What are we called to carry when we carry the burdens of others? Do we bear the weight of their sin? The shame and consequences that they experience?

I don’t think many would say those should be the burdens we bear.

But sometimes when I come alongside someone who is struggling, especially when they are struggling as a result of their own actions, I take the burden of their happiness upon myself. I grieve because they are grieving, I mourn for their loss.

Carrying is not the same as bearing. If I am carrying another person’s load, it means I wrap my arms around the heaviness and bring it before Christ. Bearing their load invokes the image of a back bowed low under a weight we aren’t meant to shoulder.

When others are struggling, my role is to help lift, not be crushed under a weight that is best left at the foot of the Cross.

These realizations come hard, especially on a week when people you love have experienced very difficult things. If I can just take on their pain, they they will feel it less.

But here’s what a time in tears and outpouring to God has brought to me.

We are to be pain acknowledgers and carriers, not pain bearers.

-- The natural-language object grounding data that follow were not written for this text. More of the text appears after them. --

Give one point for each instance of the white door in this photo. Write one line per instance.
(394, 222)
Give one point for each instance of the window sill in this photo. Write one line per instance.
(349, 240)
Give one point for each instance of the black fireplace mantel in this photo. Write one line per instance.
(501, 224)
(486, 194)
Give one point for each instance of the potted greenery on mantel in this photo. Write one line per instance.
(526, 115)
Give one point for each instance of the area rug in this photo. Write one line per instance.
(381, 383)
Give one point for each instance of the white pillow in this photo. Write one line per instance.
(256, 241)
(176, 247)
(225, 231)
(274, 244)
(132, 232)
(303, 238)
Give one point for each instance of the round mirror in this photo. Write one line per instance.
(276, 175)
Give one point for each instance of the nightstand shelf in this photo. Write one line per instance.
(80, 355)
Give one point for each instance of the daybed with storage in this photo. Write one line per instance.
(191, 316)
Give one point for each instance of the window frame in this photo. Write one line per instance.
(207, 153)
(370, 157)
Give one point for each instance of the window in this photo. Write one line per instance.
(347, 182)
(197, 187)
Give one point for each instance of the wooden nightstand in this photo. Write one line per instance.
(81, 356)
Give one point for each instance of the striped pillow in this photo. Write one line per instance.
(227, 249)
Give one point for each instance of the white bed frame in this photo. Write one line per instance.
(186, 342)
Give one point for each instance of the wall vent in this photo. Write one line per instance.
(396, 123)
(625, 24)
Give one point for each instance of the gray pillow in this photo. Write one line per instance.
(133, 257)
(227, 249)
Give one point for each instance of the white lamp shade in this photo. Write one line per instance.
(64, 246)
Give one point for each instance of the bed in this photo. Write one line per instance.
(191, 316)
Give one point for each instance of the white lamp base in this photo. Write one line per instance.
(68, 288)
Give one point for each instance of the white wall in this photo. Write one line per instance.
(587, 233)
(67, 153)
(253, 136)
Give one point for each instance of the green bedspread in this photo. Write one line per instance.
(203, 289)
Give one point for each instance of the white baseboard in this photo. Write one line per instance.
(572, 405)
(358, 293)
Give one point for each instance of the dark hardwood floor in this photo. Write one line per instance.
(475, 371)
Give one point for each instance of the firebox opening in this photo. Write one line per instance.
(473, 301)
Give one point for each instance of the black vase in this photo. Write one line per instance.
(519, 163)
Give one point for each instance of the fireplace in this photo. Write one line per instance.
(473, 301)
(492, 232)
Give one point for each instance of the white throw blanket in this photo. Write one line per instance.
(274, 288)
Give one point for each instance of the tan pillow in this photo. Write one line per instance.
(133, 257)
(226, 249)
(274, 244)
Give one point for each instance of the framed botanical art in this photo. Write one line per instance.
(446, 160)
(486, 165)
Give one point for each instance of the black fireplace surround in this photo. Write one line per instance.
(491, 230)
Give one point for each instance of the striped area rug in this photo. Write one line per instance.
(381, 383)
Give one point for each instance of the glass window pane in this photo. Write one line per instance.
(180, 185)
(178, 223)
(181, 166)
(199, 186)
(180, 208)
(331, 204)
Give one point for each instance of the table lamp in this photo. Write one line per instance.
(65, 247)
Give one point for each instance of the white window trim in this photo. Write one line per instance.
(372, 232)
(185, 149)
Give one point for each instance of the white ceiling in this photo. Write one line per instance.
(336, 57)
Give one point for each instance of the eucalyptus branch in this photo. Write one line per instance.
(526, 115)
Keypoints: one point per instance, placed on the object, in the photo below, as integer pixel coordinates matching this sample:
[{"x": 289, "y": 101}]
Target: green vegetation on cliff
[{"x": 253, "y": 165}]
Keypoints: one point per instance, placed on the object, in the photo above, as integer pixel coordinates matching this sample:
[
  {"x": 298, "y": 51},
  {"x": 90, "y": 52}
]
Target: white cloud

When feeling the force of another person’s pain, we bend in that wind, but are not broken. We stand strong as we help them to carry their load to Christ but we do not shoulder and own that load.

My shoulders have been too weighed down as I wrestled with how I can be part of alleviating another person’s pain. I can’t take their pain. I cannot absorb enough collective misery into my body to prevent the sorrow of another. If I try, then I am misplaced.

As I realized that my acknowledgment and presence was what God requires of me, not my martyrdom to the consequences of another person’s actions, my shoulders relaxed, my back straightened.

My loving others does not require that I absorb their pain. I carry their burdens and lay them in Jesus’ hands. He is their strength and mine. And through him I am better able to love and serve others, unburdened.

1 thought on “Managing Burdens

  1. Thanks Mandy. Poignant as usual. Honest. Beneficial. Stirring.

    This post resonates deeply and the imagery is healing and helpful for me. I need to sit with that distinction of carry and bear. Thank you for the divine catalyst.